Sunday, December 25, 2011

The meaning of Apple's '647 patent

On December 19th the U.S. International Trade Commission (ITC) issued its final determination on Apple's claims against HTC of Taiwan, finding that HTC violated Section 337 of the Tariff Act by selling Android phones containing a technology that infringed a patent held by Apple. Section 337 enables the ITC to block importation into the US of foreign products that unfairly compete with domestic products, and infringing a valid US patent is considered such an unfair practice. Recently Section 337 investigations are being used more and more as faster and lower cost alternatives to enforcing US patents against foreign entities through litigation in district courts.

Of the 10 patents originally claimed by Apple to be infringed, the ITC rejected all but two in an earlier ruling, and in the final determination reduced this further to a single patent. The two patents in question are 5,946,647 entitled System and Method for Performing an Action on a Structure in Computer-Generated Data (filed Feb. 1 1996 and granted Aug. 31 1999) and 6,343,263 entitled Real-time Signal Processing System for Serially Transmitted Data (filed Aug. 2 1994 and granted Jan. 29, 2002). The ITC found that HTC did not infringe the '263 patent that protects the use of a Hardware Abstraction Layer to isolate real-time code from architectural details of a specific DSP.

The '647 patent discloses a system wherein a computer detects structures in data (such as text data, but possibly digitized sounds or images), highlights these structures via a user interface, and enables the user to select a desired action to perform. Apple's complaint to the ITC gives as an example of infringement the detection and highlighting of a phone number (e.g., in a received SMS) and enabling the user to click to call that number.

I have seen in blogs and forums many completely erroneous statements about what this patent actually means. People have claimed that '647 can't be valid, as hyperlinks or regular expression matching or SQL queries clearly predate the filing. However, a careful reading of the '647 patent shows that it does not claim to cover such obviously prior art. The following analysis is based on the text of the patent and on documents openly available on the web, and should not be considered legal advice.

After eliminating text required for patent validity (an input device, an output device, memory, and a CPU) the invention of '647 has three essential elements. First, an analyzer server parses the input data looking for patterns (called "structures"). Second, via an API the user-interface receives notice of the detected structures and possible actions for each one; displays the detected structures to the user; offers the user a list of actions that can be performed for each structure; and receives the user's selection. Third, an action processor performs the user's selected action (possibly launching new applications). The text of the '647 patent gives as an example the regular expression parsing of an email to find phone numbers, postal addresses, zip-codes, email addresses, and dates, and enabling the user to call a phone number, enter addresses into a contact list, send a fax to a number, draft an email, and similar actions.

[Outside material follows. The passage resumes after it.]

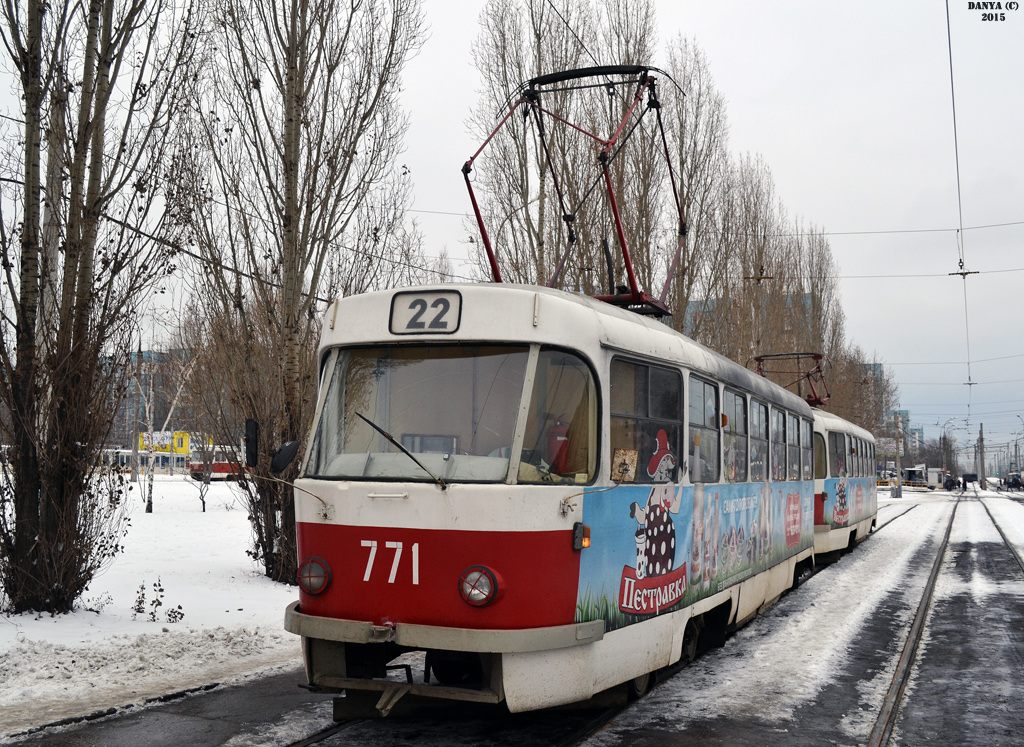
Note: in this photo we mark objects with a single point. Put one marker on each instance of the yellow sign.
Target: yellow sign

Of course plain hyperlinks that are manually inserted into HTML are not covered by this patent since they are not automatically detected by an analyzer. A regular expression engine can potentially be used as an analyzer (although not necessarily by all embodiments as the patent mentions neural networks matching patterns in sounds and images) but is not claimed. The automatic parsing of a document for a list of patterns without offering a list of actions to a user is also not protected; indeed the Rufus file-type classifier is cited as prior art. Even the use of a regular expression engine to parse text and insert hyperlinks into a document is considered prior art, as the application references the Myrmidon text-to-html converter. It is possible that an editor or IDE that offers possible completions of text being typed would be considered infringing, depending on how broadly the patent's concept of input device is interpreted.

The three elements of the '647 patent are all present in many applications and devices used today. Users of Microsoft's Outlook are familiar with its automatic hyperlinking of email addresses and URLs in received messages. My old 2004 Sony-Ericsson K700 2G phone automatically highlights phone numbers in SMSes enabling single-click calling. However, Apple has targeted a very specific infringement - Android's Linkify class. Linkify enables the definition of a list of regular expression patterns to be detected, and a corresponding list of schemes, i.e., actions the user can select to be executed. It even comes with a few pre-defined patterns - email addresses, postal addresses, phone numbers, and URLs - which are almost precisely the examples given in the '647 patent.

While Apple's claims of infringement of '647 may be selective, they are not frivolous. In order to invalidate '647 the Android community would need to find publication of all three essential elements before 1996. I am sure that they have tried.

Removal of the Linkify feature from Android phones will put them at a definite ease-of-use disadvantage in comparison with the iPhone. And HTC has been given until April 19th 2012 to do just that.